How exactly the restructuring would work is unclear. The split could lock in some services, such as tax advice, to pure audit functions, said one of the people familiar with the talks. The breakaway firm could then offer consulting and other advisory services to unaudited clients.
Any change would have to be approved by a vote of partners around the world. EY’s global network is made up of separate companies in each country that share technology, branding and intellectual property.
EY conducts a strategic review of its business sectors every two years during which it assesses regulation, technological developments and competition with other companies, the sources said.
Regulators around the world have expressed concern about the potential impact on audit quality of accounting firms’ growing reliance on sales of advisory and tax services, which offer higher margins and greater growth potential than their core audit activities.
The Securities and Exchange Commission investigates potential conflicts of interest within the Big Four and certain mid-sized audit firms. In recent months, senior SEC officials have publicly warned accounting firms not to “creatively apply the [independence] rules.”

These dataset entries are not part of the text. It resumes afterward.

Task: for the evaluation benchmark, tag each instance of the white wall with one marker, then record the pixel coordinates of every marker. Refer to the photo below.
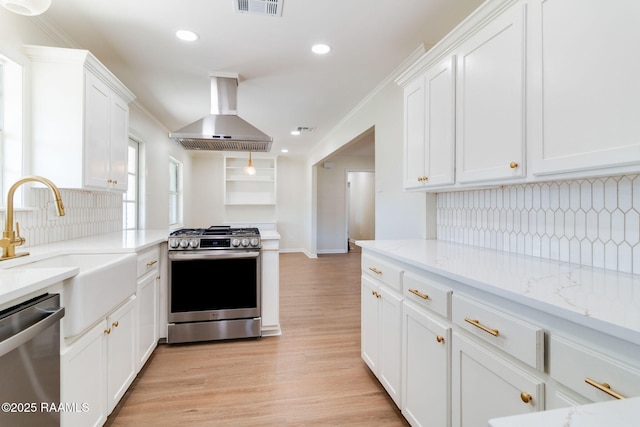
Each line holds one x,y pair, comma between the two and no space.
16,31
398,214
206,206
296,209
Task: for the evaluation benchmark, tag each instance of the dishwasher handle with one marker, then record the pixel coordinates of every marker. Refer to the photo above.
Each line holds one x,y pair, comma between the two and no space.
31,332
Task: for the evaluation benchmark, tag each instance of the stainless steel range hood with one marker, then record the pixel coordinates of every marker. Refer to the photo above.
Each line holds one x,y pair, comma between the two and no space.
222,130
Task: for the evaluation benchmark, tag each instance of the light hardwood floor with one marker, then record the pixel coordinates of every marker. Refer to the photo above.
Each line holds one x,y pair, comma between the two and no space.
312,375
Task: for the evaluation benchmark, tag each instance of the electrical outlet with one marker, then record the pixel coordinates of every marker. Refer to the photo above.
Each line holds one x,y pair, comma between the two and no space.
52,212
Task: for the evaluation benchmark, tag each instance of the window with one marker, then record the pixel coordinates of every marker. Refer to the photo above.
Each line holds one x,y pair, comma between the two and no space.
130,198
175,192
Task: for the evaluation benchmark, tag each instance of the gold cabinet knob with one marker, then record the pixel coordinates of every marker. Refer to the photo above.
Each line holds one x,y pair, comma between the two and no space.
418,293
605,388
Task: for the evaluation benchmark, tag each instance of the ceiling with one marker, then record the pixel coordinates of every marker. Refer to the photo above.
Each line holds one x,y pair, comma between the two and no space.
283,85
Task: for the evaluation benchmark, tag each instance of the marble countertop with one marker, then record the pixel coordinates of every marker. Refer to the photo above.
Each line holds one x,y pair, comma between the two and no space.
603,300
619,413
17,280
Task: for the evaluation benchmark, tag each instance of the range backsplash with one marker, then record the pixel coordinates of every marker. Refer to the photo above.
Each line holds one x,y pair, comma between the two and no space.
87,213
593,222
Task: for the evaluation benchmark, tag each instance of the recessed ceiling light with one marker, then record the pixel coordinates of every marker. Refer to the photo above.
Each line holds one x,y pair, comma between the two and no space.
320,48
187,35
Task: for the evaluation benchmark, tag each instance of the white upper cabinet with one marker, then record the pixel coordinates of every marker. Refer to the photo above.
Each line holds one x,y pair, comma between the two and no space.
80,120
585,96
430,127
544,89
490,131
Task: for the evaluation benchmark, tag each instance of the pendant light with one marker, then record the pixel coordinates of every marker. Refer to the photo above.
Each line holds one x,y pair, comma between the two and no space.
250,169
26,7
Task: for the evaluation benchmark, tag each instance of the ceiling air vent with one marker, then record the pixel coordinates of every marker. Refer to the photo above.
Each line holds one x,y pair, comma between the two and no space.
259,7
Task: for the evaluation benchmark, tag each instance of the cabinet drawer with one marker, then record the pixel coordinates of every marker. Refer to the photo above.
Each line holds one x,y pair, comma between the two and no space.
574,365
148,260
520,339
428,293
384,271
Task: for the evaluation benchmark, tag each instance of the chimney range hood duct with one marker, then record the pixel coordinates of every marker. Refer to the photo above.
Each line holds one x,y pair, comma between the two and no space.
222,130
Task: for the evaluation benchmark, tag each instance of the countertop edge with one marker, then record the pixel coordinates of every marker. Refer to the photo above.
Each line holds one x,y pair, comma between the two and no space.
564,313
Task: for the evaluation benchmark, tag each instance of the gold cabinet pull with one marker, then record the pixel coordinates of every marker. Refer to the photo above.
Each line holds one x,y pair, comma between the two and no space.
477,324
605,388
418,293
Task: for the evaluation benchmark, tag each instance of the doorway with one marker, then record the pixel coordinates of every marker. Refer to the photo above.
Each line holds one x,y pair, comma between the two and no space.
360,207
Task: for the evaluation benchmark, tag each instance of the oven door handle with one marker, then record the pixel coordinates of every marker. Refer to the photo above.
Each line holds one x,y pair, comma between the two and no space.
189,255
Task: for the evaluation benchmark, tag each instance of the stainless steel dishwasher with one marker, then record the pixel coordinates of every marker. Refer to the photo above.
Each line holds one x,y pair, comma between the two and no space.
30,362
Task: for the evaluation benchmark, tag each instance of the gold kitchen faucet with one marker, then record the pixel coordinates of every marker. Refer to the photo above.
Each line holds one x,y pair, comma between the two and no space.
10,237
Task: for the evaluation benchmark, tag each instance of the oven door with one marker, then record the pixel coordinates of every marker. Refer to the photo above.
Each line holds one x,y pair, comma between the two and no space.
213,285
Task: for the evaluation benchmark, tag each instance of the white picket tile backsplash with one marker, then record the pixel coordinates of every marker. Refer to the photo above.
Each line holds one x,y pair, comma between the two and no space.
87,213
594,222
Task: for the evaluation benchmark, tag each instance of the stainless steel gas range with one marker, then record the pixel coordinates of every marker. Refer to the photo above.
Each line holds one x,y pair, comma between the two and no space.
214,284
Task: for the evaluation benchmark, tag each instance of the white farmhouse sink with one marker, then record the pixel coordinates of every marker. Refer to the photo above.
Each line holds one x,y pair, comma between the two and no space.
104,281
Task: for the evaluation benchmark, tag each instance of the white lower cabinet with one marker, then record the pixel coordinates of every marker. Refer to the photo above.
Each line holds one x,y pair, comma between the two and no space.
381,311
593,376
426,381
84,379
147,304
147,318
97,369
487,385
121,360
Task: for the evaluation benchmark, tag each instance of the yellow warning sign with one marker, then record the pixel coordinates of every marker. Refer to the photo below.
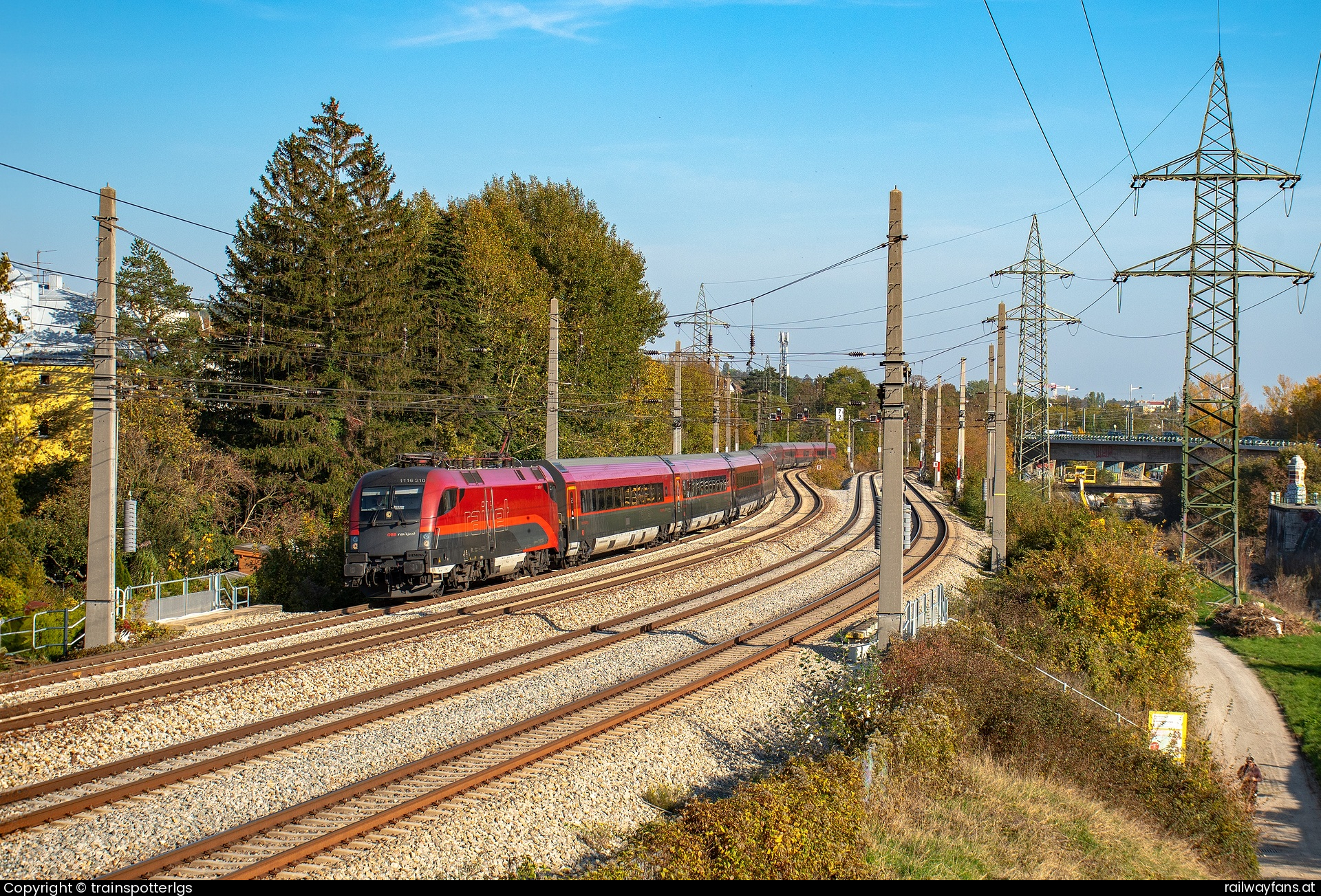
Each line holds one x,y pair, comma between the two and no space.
1168,733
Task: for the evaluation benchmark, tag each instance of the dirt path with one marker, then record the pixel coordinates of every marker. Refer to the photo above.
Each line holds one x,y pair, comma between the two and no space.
1243,718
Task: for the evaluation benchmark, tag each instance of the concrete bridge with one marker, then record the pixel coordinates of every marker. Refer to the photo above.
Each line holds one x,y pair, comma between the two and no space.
1146,449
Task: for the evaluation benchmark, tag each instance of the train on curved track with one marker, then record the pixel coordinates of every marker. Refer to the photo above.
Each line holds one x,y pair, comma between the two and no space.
429,524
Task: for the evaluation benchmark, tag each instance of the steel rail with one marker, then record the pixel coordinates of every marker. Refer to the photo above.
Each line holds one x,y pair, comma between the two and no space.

Under SEC rules, accounting firms are prohibited from providing services to audit clients that could impair their objectivity. Many companies pay fees to their audit firm for consulting or other non-audit services. This raises concerns that the additional revenue will affect the auditor’s duty of impartiality when reviewing the company’s financial statements. However, on average 90% of the total fees paid by an SEC-listed company to its auditor are for audit or audit-related services, according to industry group Center for Audit Quality.
Last year, the Big Four earned $115 billion globally from advisory and tax services, more than double the $53 billion from audits, according to data provider Monadnock Research LLC.
In the UK, the big four firms are separating their audit operations from the rest of their business, in response to demands from regulators. The measure follows a series of accounting scandals.
Regulatory pressures are just one consideration in talks about a possible breakup at EY, and the company is under no obligation to make such a move, said one of the people familiar with the matter.
The company has not set a timeline for the potential breakup, which is still under consideration and may not happen, people familiar with the matter said. The potential split was reported earlier by Michael West Media.
A break from EY would likely put pressure on the rest of the Big Four – Deloitte, KPMG and PricewaterhouseCoopers – to consider similar big changes, accounting industry watchers said. “It could have a destabilizing impact on the strength of the insurance profession,” said Jim Peterson, lawyer and former partner of Arthur Andersen.
The move could reduce conflicts of interest, depending on the structure of profit incentives, said Michael Shaub, an accounting professor at Texas A&M University. “There could be more than one firewall,” he said.
“Regulators may hope that such changes will increase the independence of audit partners, but on the other hand, they can only make audit partners desperate for revenue and hurt audit quality” , said Shyam Sunder, emeritus professor of accounting and economics at Yale University. .
KPMG declined to comment. Deloitte and PricewaterhouseCoopers did not respond to a request for comment.